En ce qui concerne l’organisation et le fonctionnement des fédérations, le Code des sports organise la justice des fédérations de manière très détaillée et, en particulier, il existe un modèle de règlement disciplinaire que les fédérations doivent inclure dans leurs statuts ou règlements, précisant les organes internes (commissions spécialisées selon le type de litige) et les règles de fonctionnement, qui doivent respecter les règles des garanties légales essentielles.

Les litiges sportifs devant les tribunaux d’État

La variété des litiges sportifs signifie que les différentes juridictions étatiques, tant administratives que judiciaires, peuvent avoir à traiter de tels litiges.

Les clubs et fédérations simplement agréés sont des organismes de droit privé, alors que les fédérations avec délégation sont certes des organismes de droit privé, mais avec une mission de service public : leurs litiges sont donc de droit privé ou de droit administratif, selon la nature de leurs décisions.

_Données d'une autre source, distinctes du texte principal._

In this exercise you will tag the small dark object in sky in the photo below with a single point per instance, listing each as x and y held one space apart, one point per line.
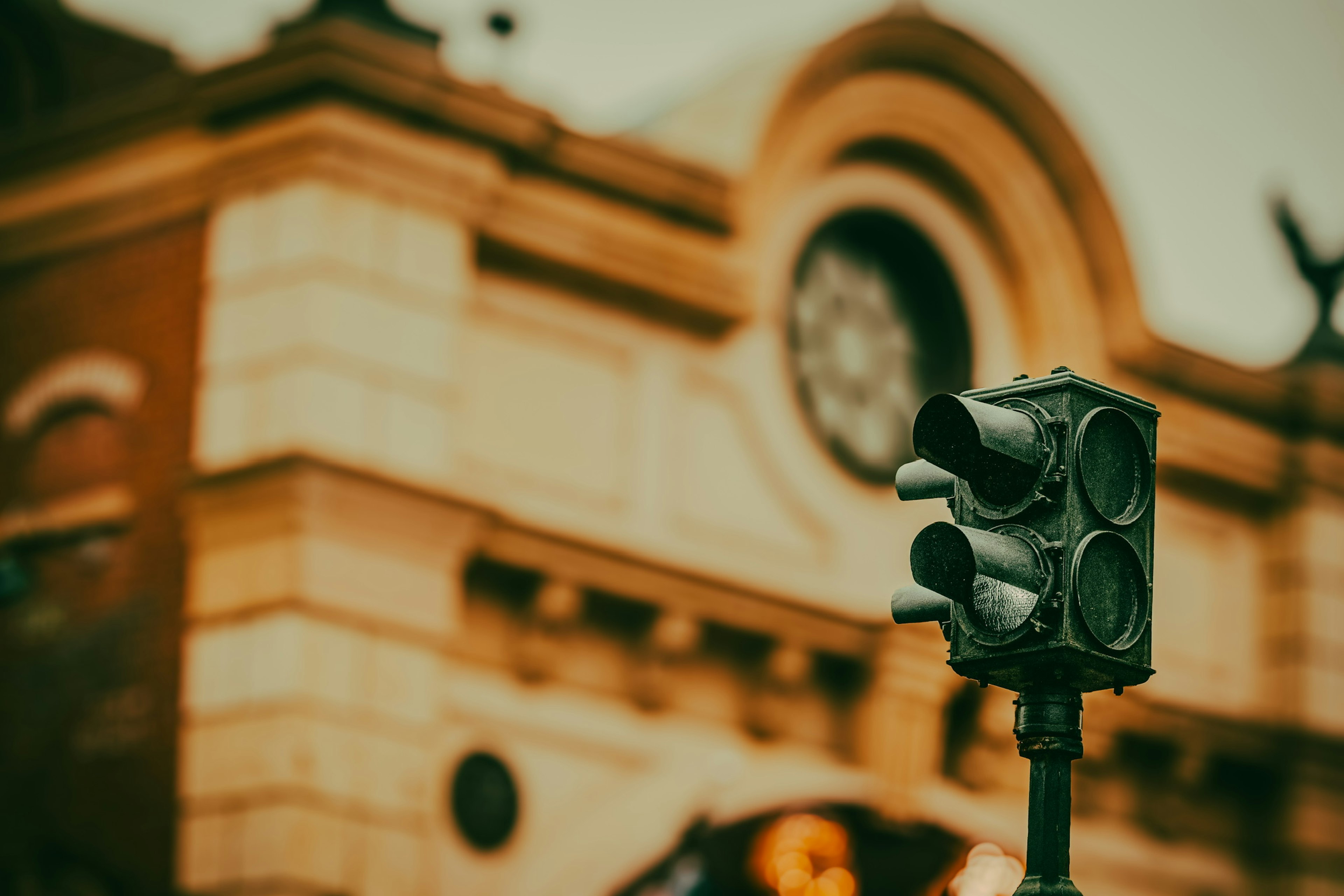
502 23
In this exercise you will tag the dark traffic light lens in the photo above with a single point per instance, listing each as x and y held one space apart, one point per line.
999 450
1115 464
1112 589
998 577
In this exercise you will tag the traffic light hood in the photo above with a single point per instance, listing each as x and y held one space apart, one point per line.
1000 452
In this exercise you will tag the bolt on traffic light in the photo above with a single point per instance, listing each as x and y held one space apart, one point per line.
1045 575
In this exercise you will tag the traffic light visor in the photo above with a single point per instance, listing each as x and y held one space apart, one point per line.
1000 452
998 578
921 480
916 604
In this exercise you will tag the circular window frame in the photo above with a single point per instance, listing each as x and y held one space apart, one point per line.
995 352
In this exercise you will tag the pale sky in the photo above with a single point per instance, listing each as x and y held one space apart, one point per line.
1194 112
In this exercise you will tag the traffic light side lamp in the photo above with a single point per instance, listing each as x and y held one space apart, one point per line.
1042 582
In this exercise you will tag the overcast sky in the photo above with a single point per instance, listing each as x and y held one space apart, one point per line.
1194 112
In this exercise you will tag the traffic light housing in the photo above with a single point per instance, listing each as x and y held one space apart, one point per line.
1045 575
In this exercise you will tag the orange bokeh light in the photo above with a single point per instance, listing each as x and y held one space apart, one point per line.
806 855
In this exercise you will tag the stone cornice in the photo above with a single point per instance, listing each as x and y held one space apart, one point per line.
339 101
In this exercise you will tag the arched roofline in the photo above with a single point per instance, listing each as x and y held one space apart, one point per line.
915 43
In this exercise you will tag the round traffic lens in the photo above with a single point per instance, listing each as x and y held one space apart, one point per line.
1112 589
1115 464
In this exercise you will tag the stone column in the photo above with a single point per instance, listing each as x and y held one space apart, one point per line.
318 608
904 721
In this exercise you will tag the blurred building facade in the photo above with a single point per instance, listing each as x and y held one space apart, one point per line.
406 495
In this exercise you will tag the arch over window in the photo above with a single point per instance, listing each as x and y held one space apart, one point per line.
875 326
916 97
89 379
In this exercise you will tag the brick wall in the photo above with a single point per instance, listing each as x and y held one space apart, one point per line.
89 649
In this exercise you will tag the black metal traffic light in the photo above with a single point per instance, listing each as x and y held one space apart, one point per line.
1043 581
1049 565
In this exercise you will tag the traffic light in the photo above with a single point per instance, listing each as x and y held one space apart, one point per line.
1045 575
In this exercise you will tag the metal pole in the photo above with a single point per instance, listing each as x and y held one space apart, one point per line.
1049 731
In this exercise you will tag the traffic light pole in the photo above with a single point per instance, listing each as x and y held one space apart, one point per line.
1049 730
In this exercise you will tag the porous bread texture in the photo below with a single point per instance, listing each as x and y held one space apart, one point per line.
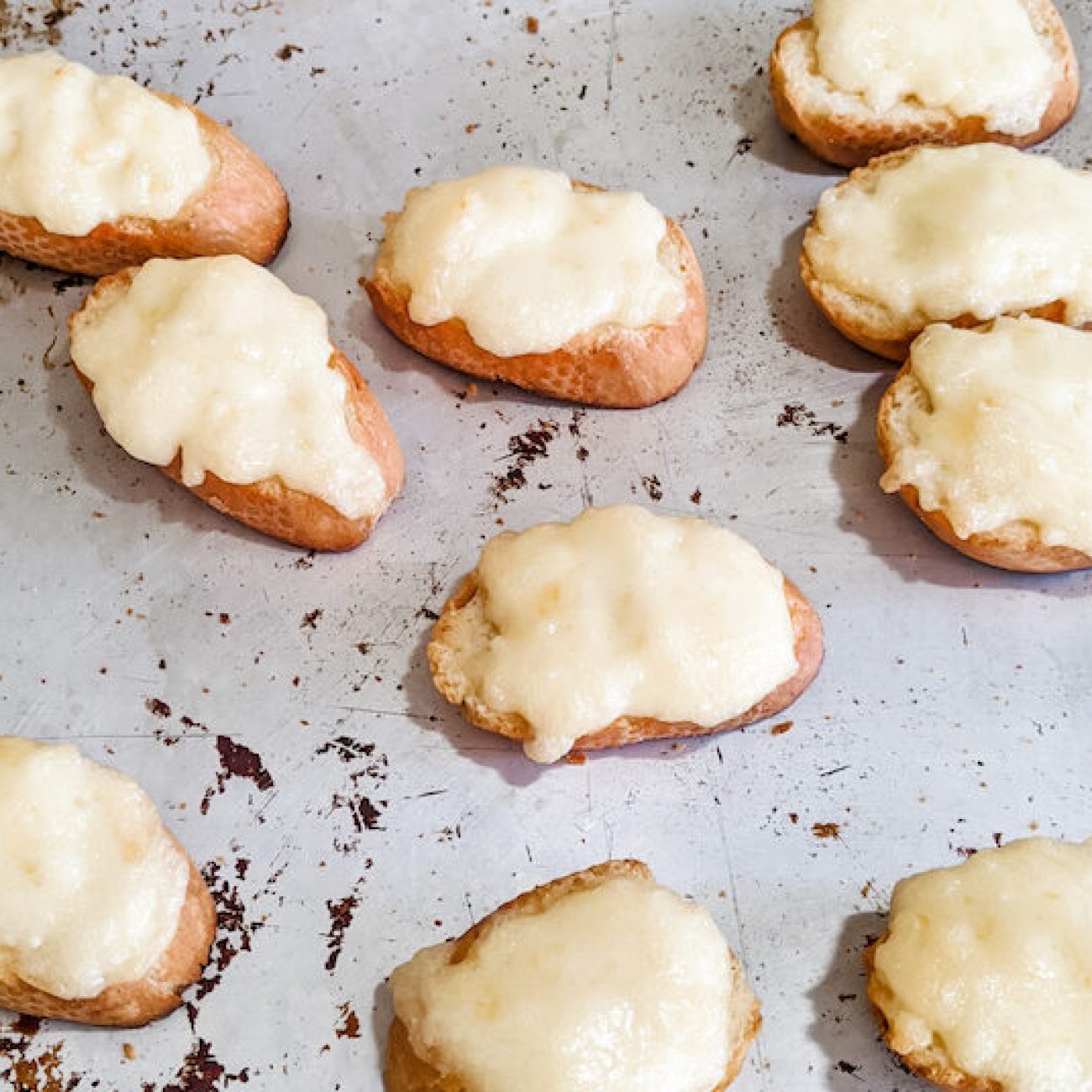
270 506
931 1063
462 623
159 993
610 366
407 1071
866 323
840 128
243 211
1016 546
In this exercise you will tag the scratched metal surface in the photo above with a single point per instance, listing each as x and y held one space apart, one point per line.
276 705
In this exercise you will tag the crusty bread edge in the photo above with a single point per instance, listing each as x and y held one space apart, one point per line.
407 1071
866 323
270 506
244 211
929 1063
616 368
1016 546
454 685
851 141
159 993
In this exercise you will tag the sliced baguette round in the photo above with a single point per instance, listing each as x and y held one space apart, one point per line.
270 506
243 211
134 1004
1016 546
605 367
850 135
407 1071
462 615
869 324
929 1063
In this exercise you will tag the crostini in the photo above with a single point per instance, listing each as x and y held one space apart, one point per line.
983 979
98 174
858 79
532 996
522 276
986 435
104 918
619 627
213 370
954 235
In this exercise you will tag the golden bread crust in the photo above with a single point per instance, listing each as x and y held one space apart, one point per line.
454 685
244 211
866 323
850 139
1016 546
619 368
931 1063
272 507
134 1004
407 1071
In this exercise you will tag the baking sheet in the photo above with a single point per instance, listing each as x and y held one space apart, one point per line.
277 705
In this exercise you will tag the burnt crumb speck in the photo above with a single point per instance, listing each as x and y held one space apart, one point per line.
360 803
341 917
62 284
652 486
348 749
236 760
797 415
234 932
157 708
201 1073
349 1026
523 449
35 23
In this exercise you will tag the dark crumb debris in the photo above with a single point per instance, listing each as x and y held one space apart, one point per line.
797 415
652 486
349 1026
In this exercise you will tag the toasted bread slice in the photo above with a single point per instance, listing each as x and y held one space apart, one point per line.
929 1063
270 506
606 367
159 993
243 211
463 612
843 130
407 1071
867 323
1016 546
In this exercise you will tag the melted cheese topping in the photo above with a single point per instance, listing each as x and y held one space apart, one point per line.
992 963
79 150
91 884
528 262
622 612
625 987
978 230
218 359
1001 429
975 58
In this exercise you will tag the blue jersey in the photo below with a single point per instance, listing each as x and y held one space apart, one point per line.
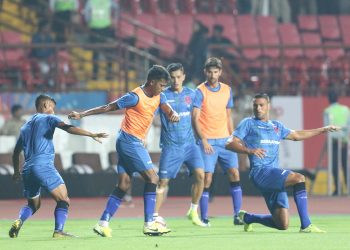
260 134
178 133
36 139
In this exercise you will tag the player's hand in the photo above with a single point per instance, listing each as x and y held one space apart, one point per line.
331 128
97 136
75 115
208 149
174 116
259 152
16 176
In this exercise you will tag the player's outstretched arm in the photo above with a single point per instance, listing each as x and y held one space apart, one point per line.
78 131
94 111
15 159
300 135
172 115
236 145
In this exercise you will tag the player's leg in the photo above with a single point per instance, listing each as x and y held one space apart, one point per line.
209 168
31 190
25 213
229 162
113 203
194 162
60 195
160 196
297 181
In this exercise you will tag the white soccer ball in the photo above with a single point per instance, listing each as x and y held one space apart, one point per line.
160 220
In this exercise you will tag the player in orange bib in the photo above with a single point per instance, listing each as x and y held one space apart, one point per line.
213 125
140 105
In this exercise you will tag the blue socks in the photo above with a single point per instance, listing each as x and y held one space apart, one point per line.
204 203
264 219
149 201
61 213
113 203
236 194
300 198
25 213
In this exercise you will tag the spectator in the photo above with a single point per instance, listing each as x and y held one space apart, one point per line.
62 17
99 16
338 115
197 51
13 125
43 55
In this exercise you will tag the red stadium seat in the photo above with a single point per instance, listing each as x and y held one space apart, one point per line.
230 27
329 28
308 23
145 38
206 19
267 28
125 27
166 24
184 28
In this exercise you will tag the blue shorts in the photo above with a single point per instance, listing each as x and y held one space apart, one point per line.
37 176
226 158
172 158
132 157
270 182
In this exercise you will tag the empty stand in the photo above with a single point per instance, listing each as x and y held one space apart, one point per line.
329 28
308 23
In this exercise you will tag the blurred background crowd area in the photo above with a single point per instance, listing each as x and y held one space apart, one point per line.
295 47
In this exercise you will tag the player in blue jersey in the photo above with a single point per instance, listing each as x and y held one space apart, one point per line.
140 105
178 143
38 170
259 138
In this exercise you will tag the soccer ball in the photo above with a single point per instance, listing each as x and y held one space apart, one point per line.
160 220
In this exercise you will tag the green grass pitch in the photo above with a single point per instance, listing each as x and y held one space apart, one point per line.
127 234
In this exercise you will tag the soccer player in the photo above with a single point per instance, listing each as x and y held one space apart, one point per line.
259 138
178 143
140 105
213 125
38 170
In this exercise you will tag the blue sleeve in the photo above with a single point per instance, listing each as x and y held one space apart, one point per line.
198 99
163 98
54 121
284 131
242 129
128 100
230 101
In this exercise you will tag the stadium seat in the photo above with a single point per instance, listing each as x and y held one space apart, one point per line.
267 28
230 27
125 28
89 159
166 24
329 28
206 19
145 38
308 23
184 28
344 23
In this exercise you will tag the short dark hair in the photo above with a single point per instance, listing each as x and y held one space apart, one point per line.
332 97
157 72
42 98
174 67
15 108
213 62
262 95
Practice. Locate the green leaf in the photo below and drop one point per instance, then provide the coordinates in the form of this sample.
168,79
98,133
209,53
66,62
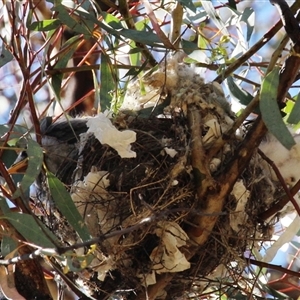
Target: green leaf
45,25
35,161
232,4
16,131
270,110
65,204
209,8
107,82
8,245
79,25
294,117
69,48
189,4
188,47
248,17
241,95
27,226
5,56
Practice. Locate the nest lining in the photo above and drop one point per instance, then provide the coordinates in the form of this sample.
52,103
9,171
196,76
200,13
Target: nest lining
156,184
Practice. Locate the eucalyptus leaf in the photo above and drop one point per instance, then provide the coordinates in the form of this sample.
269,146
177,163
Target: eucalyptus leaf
294,116
107,82
270,110
241,95
248,17
45,25
189,4
8,245
209,8
65,204
35,161
27,226
69,48
5,56
75,23
16,131
188,47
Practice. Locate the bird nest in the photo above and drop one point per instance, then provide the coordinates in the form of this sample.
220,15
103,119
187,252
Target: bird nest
153,211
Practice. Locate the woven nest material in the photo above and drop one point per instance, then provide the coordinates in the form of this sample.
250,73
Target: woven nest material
161,185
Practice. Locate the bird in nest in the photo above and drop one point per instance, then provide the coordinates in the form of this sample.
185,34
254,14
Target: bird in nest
59,141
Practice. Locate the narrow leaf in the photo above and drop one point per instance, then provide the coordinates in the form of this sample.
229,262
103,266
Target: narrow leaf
77,25
65,204
107,82
16,131
35,160
5,56
241,95
8,245
45,25
270,110
294,117
209,8
69,48
27,226
248,17
189,4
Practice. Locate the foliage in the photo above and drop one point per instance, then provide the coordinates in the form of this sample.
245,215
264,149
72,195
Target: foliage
119,45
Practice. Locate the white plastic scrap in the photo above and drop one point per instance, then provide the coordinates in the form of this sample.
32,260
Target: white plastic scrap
287,161
167,257
108,134
239,216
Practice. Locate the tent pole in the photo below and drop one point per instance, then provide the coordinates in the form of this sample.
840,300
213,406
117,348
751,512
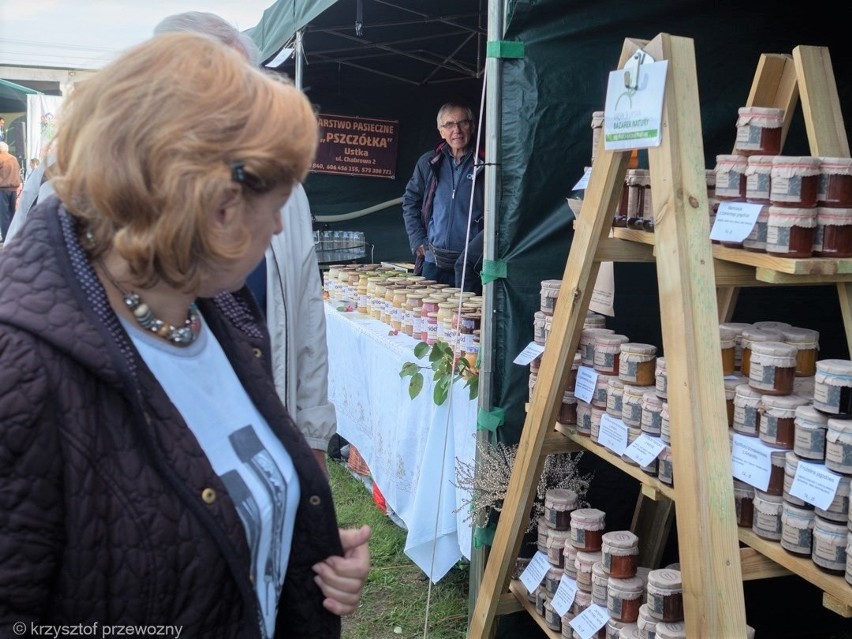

Sous peine d’irrecevabilité, le recours au juge administratif doit être précédé de la procédure obligatoire de conciliation devant le CNOSF ou, à défaut, de l’épuisement des voies de recours internes.

Le litige est attribué au tribunal administratif dans la juridiction duquel se trouve le siège de la fédération sportive. En pratique, comme de nombreuses fédérations sportives ont leur siège à Paris, c’est devant le tribunal administratif de Paris que ces litiges sont portés à partir du 15 juin 2015.

Les recours devant les tribunaux administratifs ne sont pas suspensifs et sont longs. Il est vrai que la procédure de suspension sommaire permet au juge de suspendre l’exécution d’une décision administrative, mais il faut encore démontrer que l’urgence le justifie et qu’il existe un doute sérieux sur la légalité de la décision contestée.

Qu’il s’agisse de droit du travail, de droit pénal ou de droit civil et commercial, le juge du tribunal a une large compétence.

-droit du travail

Le Conseil de Prud’hommes est compétent pour trancher les litiges relatifs à la conclusion, l’exécution et l’exécution de la rupture du contrat de travail de tous les salariés du monde du sport (arbitres, entraîneurs, joueurs, éducateurs, dirigeants, athlètes, etc.

-droit pénal

Les infractions pénales les plus courantes sont la mise en danger de la vie d’autrui, la violence volontaire ou involontaire, et les coups et blessures volontaires. Les violations de la sécurité par les organisateurs de compétitions sportives sont également récurrentes. Enfin, les infractions liées aux produits dopants (autres que la simple consommation car il ne s’agit pas d’une infraction pénale) font régulièrement l’objet de poursuites.

Droit civil ou commercial

Le contentieux civil dans le monde du sport est essentiellement lié aux assurances, aux actions en responsabilité, aux demandes de dommages et intérêts, aux contrats, aux actions en annulation d’un contrat, aux décisions d’un club (adhésion, violation des statuts ou du règlement intérieur) ou des organisateurs privés de compétitions sportives.

L’augmentation du nombre de contrats, en particulier les contrats de sponsoring, a entraîné une augmentation significative de ce type de litiges et les tribunaux de commerce sont compétents car de nombreuses entreprises concluent désormais des contrats avec les fédérations et les clubs.

En conclusion, l’expérience française montre que la coordination entre la “justice sportive privée” et la justice publique est capable non seulement d’apaiser les conflits dans lesquels les tribunaux seraient restés dans l’ignorance, mais aussi de limiter les saisines juridictionnelles, ce qui est aujourd’hui une volonté démasquée des pouvoirs publics français.